Memoirs of Trying Times

This Thursday will mark week 16 of this pregnancy.  I think I can honestly say that weeks 6 through 14 were the most trying times of my life.  It has been the most difficult pregnancy out of the 3, by far.  Micah was the most merciful.  I actually took medication to help with my vomiting which I’ve never done before.  Now that things have gotten better, I’m trying to get my life back to normal and back into the swing of things.  Although I felt so horrible – symptoms including excessive vomiting, sour stomach, acid reflux, indigestion, sensitivity to smells, chemicals, soaps, toothpaste, and that taste of bile in my mouth (reminiscent of Imanuel in utero) etc. – there was one overwhelming blessing throughout these times.  His name is Israel. 

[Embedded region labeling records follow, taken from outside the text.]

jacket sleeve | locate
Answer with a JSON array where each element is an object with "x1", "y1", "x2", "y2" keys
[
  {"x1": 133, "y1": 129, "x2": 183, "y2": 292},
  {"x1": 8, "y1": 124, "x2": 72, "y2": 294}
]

From the time we first found out we were going to have another baby, I know he was so happy.  He also told me that he was thankful for this opportunity to “do things right this time”.  To be honest, I kind of brushed off this remark.  He has always been good to us.  I think anyone who knows Israel could testify to what a wonderful father he is.  He has such a deep love for his children and he genuinely loves spending time with them.  Yet, this time around, (this final time), special care and attention has been given from the very beginning.  While the morning sickness has been by far the worst, Israel has been patiently and lovingly caring for us better than any time before.  That has given me such great strength during these difficult times. 

It has been hard for me to complain about how I feel when I see Israel doing his best to ease my burdens and care for the boys.  Except for Sabbaths (when he has to leave for his first church by 8am), he gets the boys when they wake up so I can sleep in, he has changed all of Micah’s diapers and wiped Imanuel’s butt when he is available at home, and in the evening, he has gotten the boys ready and put them down for bed.  And this has all been in addition to the quality time he spends with the boys each day.  While it may not seem like a big deal, it really is when you know how busy Israel’s daily schedule is (and all that the boys’ morning and nighttime routines entail).  He has just been there for me and I feel overwhelminging supported and cared for.  He has been my special blessing during these tough times and I will never forget that. 

As I was reflecting on these things this morning, I realized that I haven’t appreciated him as I should.  So, this is for him: 

Thank you for loving us and giving yourself for us.  You make me want to be a better (pregnant) wife and mother.  And our children are blessed because of you.